Su Lin melihat kecepatan unduhan, sudah mencapai lima puluh tiga persen, kira-kira setengah lagi.

Waktu menunggu memang terasa lama, jadi Su Lin melanjutkan menonton video liga "Kejayaan".

Gim "Kejayaan" sudah memasuki tahun kesepuluh, begitu pula liga profesionalnya.

Dalam satu dekade itu, tak terhitung pemain berbakat bermunculan, masing-masing membawakan karakter dalam gim dengan kemampuan luar biasa.

Karena sudah memilih Penembak, Su Lin pun memutuskan untuk fokus menonton kompilasi aksi Penembak dan panduan pemula. Soal teknik tingkat tinggi, itu nanti bisa dipelajari seiring waktu.

Setelah kira-kira setengah jam menunggu, akhirnya gim selesai diunduh.

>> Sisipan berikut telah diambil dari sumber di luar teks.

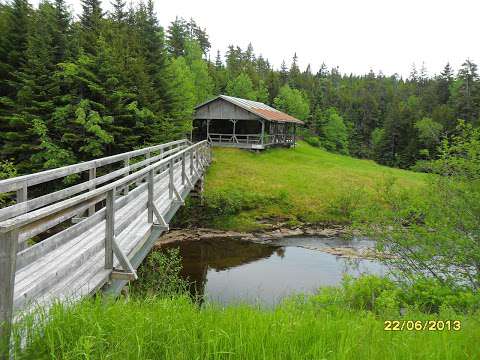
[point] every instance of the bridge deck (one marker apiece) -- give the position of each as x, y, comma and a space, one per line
103, 249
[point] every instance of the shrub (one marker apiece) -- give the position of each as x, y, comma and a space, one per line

Su Lin membuka klien gim, dan tampilan login pun muncul.

Di halaman login, kembali terpampang tulisan "Kejayaan Sepuluh Tahun".

Eh, Su Lin juga melihat sebuah pengumuman yang sangat mencolok di bawah.

Untuk merayakan ulang tahun ke sepuluh, "Kejayaan" membuka satu server khusus, yaitu Server Sepuluh.

Waktu pembukaannya adalah... satu minggu yang lalu.

Artinya, server baru itu baru saja dibuka, jadi level para pemain di dalamnya tak akan terlalu jauh berbeda.

Mata Su Lin berbinar, bagi pemain pemula, tentu saja server baru adalah pilihan terbaik.

Tanpa ragu, ia langsung mendaftar akun.

Setelah akun selesai dibuat, ia login ke dalam gim dan memilih masuk ke Server Sepuluh.

Muncul tampilan pembuatan karakter.

Nama karakter: Sepucuk Surat Cinta di Atas Kertas

Jenis kelamin: Laki-laki

Pilihan wajah pemula, pemilihan desa awal...

Semua itu ia atur dengan cepat, lalu langsung menekan tombol konfirmasi.

Namun saat ia menekan konfirmasi, tiba-tiba muncul kilatan di depan matanya.

"Ding, selamat kepada pemain karena telah membuat karakter gim. Karena kebutuhan skenario tertentu, data karakter telah mengalami sedikit perubahan."

Suara sistem terdengar di telinganya, membuat Su Lin merasa firasat buruk.

Ia melirik ke layar komputer...

Nama karakter: Sepucuk Surat Cinta di Atas Kertas

Jenis kelamin: Perempuan

...

Perempuan???

Astaga, sistem itu menghilang selama beberapa hari, semuanya berjalan tenang. Tapi kenapa begitu muncul, langsung membuat ulah sebesar ini?

Jenis kelamin yang semula laki-laki, diubah jadi perempuan, apa itu yang disebut perubahan kecil?